Она не удивилась. Она давно ждала, что за ней кто-нибудь придет. Она только спросила:
— А откуда ты меня знаешь?
— Я всю жизнь тебя знаю, — сказал Боренька. И сразу началась их любовь. А чего им было тянуть? Главное было сказано
— Боренька, — говорила Рита, — я все время тебя ждала. Я так долго тебя ждала…
— А я тебя искал. Все квартиры излазил. Но в какую ни залезу — тебя нет.
Он рассказывал о своей маме. Они до войны жили в Киеве. Как хорошо, что освободили Бессарабию, иначе бы они никогда не встретились здесь, в Ташкенте.
Она ему ничего не сказала о своих домашних погромах. Боренька мог бы неправильно понять и выместить свой гнев на Ходаеве. А разве Ходаев виноват, что у него такой необузданный характер, но он нигде не может его проявить — ни с начальством, ни с преступниками? Только в семейной жизни, потому что только в семейной жизни человек может быть до конца собой.
Она написала ему записку: «Дорогой Ходаев, ты не сердись, пожалуйста, но я встретила человека. И я ухожу».
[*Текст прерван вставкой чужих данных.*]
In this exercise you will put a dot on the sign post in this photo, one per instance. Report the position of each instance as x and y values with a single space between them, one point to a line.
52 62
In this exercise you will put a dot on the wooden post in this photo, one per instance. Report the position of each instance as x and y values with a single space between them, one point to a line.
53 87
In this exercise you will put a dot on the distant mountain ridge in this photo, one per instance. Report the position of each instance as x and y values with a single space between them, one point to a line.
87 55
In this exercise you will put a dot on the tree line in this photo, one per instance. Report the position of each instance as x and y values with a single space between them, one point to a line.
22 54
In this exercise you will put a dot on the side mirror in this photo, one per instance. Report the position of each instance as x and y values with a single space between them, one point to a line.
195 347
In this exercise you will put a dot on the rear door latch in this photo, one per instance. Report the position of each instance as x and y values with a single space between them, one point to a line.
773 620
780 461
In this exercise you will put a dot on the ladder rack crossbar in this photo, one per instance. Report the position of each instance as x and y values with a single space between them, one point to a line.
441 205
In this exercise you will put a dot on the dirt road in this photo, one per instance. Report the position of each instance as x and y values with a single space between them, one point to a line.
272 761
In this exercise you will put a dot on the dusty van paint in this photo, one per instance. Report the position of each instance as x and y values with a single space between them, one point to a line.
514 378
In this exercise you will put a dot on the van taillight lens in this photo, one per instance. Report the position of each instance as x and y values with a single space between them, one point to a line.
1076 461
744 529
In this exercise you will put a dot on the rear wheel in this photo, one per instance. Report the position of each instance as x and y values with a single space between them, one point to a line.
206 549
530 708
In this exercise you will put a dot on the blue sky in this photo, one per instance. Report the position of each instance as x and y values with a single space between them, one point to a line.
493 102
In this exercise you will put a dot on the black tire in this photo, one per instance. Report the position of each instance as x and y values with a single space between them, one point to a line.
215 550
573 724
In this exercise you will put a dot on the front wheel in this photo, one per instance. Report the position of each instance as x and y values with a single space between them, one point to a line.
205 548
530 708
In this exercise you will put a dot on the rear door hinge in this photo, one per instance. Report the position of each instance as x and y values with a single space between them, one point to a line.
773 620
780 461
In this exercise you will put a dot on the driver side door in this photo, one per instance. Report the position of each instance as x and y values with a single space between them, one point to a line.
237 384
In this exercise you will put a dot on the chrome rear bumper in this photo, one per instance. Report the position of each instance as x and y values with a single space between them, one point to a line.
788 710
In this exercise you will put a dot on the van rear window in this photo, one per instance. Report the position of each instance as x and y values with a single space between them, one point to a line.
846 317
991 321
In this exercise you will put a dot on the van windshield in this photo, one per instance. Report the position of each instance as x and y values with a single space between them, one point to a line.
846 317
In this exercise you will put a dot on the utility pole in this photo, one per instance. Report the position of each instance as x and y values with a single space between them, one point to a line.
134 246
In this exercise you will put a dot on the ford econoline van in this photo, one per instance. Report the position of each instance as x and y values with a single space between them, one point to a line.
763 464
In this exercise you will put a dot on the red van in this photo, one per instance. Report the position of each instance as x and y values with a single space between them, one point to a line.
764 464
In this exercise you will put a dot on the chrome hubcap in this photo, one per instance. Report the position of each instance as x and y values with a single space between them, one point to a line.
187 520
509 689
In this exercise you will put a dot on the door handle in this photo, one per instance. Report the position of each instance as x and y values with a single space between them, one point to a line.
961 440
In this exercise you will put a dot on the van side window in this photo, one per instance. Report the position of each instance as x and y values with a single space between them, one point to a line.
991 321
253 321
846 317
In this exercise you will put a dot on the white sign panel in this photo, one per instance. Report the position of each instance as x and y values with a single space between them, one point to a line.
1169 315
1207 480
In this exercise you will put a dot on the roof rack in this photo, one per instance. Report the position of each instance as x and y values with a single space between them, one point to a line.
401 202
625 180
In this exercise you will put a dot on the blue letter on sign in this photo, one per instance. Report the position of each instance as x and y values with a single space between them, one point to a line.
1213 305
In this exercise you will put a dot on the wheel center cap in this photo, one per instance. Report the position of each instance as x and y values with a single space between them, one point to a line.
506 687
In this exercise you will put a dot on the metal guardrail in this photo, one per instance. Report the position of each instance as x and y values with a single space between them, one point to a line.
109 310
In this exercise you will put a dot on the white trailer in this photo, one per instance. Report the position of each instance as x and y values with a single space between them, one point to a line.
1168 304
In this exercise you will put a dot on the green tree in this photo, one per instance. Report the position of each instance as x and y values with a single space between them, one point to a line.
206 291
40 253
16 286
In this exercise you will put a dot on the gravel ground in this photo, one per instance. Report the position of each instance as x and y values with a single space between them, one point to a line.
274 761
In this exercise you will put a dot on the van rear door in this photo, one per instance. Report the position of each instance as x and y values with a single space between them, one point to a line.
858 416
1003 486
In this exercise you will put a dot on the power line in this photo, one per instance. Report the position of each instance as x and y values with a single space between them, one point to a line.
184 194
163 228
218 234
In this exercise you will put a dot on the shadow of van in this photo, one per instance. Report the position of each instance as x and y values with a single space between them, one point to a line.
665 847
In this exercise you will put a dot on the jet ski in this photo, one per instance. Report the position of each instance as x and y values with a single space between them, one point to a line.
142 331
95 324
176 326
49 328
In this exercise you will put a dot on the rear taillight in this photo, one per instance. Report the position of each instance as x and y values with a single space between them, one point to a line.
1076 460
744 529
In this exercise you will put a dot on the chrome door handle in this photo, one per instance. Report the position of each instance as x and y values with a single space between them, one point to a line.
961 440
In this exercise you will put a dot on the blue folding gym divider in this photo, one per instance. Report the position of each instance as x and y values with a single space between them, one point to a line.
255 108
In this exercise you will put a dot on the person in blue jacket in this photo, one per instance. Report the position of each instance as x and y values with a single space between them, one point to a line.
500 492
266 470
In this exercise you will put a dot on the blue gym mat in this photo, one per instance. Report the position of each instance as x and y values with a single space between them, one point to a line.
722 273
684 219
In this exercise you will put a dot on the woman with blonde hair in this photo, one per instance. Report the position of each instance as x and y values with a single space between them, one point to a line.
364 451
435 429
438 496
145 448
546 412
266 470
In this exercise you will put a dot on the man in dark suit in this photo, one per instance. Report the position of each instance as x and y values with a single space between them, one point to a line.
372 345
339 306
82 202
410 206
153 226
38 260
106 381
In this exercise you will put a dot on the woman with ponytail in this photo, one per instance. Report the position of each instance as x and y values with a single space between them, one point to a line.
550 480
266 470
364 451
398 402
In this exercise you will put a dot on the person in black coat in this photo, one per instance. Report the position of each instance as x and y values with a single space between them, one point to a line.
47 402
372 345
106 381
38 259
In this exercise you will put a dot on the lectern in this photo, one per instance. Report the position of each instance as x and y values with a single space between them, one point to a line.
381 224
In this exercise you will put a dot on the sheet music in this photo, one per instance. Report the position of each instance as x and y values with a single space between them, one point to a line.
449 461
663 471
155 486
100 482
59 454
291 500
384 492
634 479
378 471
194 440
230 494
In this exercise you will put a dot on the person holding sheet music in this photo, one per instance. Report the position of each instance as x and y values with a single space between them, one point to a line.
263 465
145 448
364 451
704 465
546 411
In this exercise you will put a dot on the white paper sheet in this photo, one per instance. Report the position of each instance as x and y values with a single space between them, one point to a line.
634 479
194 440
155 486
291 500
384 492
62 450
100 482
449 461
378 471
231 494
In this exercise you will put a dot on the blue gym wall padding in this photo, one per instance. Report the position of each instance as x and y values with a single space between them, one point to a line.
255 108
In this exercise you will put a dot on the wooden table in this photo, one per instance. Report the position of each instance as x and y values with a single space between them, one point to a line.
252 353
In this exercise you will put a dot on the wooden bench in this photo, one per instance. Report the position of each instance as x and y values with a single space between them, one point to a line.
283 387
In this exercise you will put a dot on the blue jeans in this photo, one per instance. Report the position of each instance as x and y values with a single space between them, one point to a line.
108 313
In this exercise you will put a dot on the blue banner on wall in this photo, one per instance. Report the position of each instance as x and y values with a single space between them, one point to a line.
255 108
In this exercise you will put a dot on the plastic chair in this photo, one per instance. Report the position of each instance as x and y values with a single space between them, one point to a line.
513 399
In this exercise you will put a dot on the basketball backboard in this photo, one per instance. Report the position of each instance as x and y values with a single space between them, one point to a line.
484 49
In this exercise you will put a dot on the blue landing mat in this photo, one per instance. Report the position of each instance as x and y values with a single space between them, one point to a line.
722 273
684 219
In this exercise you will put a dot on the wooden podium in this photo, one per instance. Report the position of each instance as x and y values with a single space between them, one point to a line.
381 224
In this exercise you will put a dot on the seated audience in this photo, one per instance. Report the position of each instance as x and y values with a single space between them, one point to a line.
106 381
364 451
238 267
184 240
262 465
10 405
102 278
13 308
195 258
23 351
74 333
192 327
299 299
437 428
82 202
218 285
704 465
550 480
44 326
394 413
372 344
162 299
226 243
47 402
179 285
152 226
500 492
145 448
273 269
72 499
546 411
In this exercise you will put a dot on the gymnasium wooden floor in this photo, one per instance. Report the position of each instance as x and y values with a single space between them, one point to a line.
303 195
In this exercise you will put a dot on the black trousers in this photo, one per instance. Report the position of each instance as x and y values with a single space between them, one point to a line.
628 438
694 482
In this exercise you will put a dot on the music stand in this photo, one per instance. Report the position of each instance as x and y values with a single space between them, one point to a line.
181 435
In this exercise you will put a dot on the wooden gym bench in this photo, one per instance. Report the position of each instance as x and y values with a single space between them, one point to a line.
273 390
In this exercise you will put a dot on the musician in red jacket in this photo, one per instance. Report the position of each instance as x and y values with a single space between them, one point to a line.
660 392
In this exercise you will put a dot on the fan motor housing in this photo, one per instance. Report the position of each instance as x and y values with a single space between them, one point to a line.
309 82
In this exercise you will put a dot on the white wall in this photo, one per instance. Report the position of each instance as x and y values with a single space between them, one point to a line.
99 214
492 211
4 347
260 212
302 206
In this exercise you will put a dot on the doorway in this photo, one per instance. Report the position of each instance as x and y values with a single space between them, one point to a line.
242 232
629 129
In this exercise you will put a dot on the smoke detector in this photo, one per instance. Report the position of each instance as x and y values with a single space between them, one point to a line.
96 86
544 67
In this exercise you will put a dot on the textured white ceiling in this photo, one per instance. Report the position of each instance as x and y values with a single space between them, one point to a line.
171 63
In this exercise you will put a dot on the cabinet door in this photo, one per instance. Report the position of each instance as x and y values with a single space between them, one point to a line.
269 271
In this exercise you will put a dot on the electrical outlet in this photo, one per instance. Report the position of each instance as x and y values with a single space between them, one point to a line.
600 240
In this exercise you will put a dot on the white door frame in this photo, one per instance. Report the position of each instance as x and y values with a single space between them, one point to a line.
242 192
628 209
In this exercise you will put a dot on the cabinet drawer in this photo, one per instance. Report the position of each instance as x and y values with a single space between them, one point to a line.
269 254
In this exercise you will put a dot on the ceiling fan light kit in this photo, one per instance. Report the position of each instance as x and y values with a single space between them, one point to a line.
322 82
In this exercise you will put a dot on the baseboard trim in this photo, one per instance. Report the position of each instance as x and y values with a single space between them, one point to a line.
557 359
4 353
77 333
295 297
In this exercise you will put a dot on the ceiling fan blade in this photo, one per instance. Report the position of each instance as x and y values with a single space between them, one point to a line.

Они стали собирать ее вещи. Только самое необходимое. Раньше Боренька брал самое ценное, а теперь — только самое необходимое, да и то не для себя.
Его схватили, когда они вылезали из окна. Могли бы выйти в дверь, но не хотелось встречаться с соседями.
Сначала вылез он — и тут же его схватили. Его уже искали.
Рита всю ночь проплакала. Во время погромов сдерживалась, а тут — не смогла.
За окном занимался день, день нового погрома. После дежурства, на котором приходилось себя сдерживать, Ходаеву требовалась особенная разрядка.